According to the section I attached a screenshot of from the paper this should be how the derivation is done.

But when I then substitute the values given in the OP and solve for $\epsilon^e$ I am not getting the same result as if I substitute them into $\epsilon^e = \frac{a\epsilon_1+b\epsilon_2}{a+b} + \frac{k^2b^2a^2}{12(a+b)^2}(\epsilon_1-\epsilon_2)^2$

 

[kuruman]

I don't think you should expand only the tangent. You have expressions that look like $\alpha_i \tan\left(\frac{b\alpha_i}{2}\right)$. You should be expanding $x\tan(cx)$. Note that this is an even function, so there are no odd order terms. It might be easier to do it this way and go up to sixth order for what you want to do.

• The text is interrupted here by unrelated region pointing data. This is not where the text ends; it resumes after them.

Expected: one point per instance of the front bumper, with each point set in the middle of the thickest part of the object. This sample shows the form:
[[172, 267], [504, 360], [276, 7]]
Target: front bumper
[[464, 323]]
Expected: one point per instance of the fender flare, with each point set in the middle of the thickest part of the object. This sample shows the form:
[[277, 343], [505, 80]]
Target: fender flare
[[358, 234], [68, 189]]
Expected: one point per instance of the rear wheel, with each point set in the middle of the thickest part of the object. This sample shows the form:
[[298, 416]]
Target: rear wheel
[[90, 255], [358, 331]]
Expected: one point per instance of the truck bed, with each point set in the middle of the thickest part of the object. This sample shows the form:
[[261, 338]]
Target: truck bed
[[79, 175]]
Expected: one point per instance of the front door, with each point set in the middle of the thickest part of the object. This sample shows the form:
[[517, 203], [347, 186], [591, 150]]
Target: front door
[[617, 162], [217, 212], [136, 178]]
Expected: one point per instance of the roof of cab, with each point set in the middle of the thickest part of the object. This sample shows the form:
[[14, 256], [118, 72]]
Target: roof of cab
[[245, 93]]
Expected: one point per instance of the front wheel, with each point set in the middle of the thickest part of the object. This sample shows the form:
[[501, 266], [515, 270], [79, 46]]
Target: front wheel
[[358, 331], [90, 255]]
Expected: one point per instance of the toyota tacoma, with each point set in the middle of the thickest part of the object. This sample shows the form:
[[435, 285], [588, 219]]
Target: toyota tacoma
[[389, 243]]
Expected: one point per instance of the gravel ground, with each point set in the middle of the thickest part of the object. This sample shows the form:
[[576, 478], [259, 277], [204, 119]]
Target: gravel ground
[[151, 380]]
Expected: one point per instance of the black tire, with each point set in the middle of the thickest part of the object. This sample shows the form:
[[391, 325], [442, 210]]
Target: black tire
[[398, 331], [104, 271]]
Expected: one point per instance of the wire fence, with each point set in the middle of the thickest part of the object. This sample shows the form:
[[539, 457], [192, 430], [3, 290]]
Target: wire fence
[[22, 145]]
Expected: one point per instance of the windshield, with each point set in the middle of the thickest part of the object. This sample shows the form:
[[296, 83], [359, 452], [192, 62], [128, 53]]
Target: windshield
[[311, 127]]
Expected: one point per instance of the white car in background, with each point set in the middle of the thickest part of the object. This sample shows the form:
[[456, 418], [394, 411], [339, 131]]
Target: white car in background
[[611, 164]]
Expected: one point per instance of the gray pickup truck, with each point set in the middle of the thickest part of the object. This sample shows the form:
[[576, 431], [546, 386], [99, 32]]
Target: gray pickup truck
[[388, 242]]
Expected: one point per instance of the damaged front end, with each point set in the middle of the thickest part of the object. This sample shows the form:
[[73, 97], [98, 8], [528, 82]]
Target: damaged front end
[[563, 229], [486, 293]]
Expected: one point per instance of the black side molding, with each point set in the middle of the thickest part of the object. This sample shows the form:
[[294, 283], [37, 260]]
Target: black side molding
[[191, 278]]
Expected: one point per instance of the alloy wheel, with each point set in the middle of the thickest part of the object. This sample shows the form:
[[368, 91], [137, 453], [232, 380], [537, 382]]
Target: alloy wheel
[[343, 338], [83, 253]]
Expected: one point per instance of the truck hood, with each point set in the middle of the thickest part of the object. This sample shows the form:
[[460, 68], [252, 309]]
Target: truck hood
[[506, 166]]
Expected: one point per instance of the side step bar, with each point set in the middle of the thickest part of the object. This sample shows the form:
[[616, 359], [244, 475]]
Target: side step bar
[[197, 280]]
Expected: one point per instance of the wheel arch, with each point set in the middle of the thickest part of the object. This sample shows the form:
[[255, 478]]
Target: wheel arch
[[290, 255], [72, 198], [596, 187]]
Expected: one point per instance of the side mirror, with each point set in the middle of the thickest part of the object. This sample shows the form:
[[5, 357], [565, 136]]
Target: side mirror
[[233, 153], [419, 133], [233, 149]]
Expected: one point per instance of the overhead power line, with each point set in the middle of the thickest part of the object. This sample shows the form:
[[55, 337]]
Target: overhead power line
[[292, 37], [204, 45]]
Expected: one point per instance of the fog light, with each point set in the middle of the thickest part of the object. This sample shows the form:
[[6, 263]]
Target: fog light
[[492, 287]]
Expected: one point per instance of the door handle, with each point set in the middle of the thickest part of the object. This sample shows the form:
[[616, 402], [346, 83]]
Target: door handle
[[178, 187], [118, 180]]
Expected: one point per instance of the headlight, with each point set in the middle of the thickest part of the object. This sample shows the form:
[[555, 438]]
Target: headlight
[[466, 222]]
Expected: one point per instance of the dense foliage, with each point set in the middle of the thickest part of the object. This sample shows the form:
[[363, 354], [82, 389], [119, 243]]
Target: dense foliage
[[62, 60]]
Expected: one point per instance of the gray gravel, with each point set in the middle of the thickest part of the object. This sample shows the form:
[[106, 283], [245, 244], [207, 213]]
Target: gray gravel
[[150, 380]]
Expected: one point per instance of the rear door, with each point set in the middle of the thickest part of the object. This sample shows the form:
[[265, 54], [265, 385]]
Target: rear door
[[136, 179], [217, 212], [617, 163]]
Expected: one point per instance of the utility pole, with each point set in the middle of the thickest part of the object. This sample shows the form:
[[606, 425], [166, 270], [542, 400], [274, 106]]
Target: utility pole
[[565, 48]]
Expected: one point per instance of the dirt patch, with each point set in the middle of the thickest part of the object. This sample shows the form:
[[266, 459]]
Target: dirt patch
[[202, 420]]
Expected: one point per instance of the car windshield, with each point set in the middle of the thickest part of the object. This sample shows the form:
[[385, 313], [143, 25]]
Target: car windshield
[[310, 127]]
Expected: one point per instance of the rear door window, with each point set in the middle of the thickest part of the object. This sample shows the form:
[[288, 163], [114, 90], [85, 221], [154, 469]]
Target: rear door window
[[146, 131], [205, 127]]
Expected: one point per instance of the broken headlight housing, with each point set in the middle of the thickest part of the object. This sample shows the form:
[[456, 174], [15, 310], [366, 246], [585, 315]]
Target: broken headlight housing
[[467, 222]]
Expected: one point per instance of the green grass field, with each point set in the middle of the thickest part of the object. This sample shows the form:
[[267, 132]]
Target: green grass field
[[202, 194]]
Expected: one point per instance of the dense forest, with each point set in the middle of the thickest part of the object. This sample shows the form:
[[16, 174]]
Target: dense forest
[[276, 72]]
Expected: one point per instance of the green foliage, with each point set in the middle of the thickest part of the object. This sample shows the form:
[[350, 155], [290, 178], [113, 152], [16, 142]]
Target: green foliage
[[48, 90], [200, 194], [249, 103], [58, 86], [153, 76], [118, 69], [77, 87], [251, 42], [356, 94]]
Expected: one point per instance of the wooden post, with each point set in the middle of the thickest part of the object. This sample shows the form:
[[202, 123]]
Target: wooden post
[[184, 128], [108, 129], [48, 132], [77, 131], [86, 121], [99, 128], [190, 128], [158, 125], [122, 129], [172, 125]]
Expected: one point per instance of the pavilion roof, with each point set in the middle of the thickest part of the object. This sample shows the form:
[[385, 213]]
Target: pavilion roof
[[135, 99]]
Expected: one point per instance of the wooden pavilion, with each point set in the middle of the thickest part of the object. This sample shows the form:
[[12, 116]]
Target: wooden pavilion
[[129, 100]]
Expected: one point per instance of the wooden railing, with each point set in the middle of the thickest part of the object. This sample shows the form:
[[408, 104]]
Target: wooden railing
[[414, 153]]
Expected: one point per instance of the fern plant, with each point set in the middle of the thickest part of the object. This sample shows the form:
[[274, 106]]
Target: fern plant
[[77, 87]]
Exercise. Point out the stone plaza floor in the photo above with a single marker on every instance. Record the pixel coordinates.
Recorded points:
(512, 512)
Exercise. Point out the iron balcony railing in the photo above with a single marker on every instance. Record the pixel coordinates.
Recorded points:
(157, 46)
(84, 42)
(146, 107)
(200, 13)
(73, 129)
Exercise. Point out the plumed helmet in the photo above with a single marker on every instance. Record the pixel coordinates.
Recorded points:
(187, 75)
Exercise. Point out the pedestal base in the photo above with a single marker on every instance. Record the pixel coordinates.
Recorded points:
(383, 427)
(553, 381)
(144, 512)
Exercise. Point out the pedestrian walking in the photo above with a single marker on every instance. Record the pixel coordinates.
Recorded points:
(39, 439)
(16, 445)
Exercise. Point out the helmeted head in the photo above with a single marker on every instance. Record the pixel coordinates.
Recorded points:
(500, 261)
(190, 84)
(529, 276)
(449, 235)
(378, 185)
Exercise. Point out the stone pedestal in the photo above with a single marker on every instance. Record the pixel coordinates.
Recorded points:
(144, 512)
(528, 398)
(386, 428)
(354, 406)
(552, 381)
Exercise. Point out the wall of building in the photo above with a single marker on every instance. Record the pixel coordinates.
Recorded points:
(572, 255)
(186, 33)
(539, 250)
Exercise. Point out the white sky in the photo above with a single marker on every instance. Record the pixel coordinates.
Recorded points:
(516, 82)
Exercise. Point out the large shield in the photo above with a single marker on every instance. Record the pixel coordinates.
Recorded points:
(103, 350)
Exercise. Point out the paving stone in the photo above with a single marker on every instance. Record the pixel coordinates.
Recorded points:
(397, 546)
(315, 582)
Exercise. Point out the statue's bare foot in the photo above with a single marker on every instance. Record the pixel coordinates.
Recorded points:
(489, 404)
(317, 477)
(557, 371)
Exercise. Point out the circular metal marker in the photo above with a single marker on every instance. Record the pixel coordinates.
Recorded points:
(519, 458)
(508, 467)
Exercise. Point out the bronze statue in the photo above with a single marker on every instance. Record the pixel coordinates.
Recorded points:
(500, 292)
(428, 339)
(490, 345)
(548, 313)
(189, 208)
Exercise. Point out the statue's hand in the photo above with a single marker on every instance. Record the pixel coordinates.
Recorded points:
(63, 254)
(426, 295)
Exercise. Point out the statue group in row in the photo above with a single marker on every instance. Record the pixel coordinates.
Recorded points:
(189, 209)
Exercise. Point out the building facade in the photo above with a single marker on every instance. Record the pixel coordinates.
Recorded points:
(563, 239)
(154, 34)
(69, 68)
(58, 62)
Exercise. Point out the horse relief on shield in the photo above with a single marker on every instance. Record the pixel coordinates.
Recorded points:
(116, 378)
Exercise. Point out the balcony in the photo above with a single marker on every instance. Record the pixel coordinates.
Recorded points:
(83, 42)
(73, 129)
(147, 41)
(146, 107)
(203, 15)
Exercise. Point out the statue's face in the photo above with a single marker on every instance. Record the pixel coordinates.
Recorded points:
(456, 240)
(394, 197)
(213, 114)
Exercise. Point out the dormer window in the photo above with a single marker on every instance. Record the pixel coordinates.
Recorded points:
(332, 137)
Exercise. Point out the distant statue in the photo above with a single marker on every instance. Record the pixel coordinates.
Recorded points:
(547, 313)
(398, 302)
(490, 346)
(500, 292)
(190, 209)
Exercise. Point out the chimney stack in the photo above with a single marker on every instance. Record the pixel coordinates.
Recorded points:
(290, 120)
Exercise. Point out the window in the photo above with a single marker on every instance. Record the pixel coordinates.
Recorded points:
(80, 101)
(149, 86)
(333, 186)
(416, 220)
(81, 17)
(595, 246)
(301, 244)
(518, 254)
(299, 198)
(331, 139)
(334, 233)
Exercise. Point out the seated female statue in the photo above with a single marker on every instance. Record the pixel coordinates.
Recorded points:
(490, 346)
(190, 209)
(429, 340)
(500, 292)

On edit: I redid the algebra and I agree with your coefficients $a_0,~a_1~$and $a_2$. Now as you know these are the coefficients of a quadratic. The solution that is presented is probably an additional approximation to the exact solution of the quadratic because the quadratic does not look like a perfect square, so where is the radical? However, I am not sure I understand the physics of the situation well enough to figure out what the appropriate approximation is.

 

[TSny]

$\frac{1}{12}k^2 (b^3+a^3){\epsilon^e }^2 -(b+a + \frac{1}{12} 2k^2 (\epsilon_2 b^3+\epsilon_1 a^3) )\epsilon^e + (\epsilon_1 a + \epsilon_2 b + \frac{1}{12} k^2 (\epsilon_1^2 a^3 + \epsilon_2^2 b^3)) = 0$

$\epsilon^e = \frac{a\epsilon_1+b\epsilon_2}{a+b} + \frac{k^2b^2a^2}{12(a+b)^2}(\epsilon_1-\epsilon_2)^2$

These equations are approximations that hold only if $|\alpha_1 a| \ll 1$ and $|\alpha_2 b| \ll 1$. See the comments just above equation (20) in the paper. But your data doesn't appear to meet these conditions.

 

[AwesomeTrains]

I ended up solving the equation numerically which gave me a pretty good fit to the measured values. The numerical solution works until approximately 500 GHz which is where the conditions from post #5 aren't holding anymore, so that is probably the explanation and then expanding to third order would probably not improve the result.
Anyways thanks for the help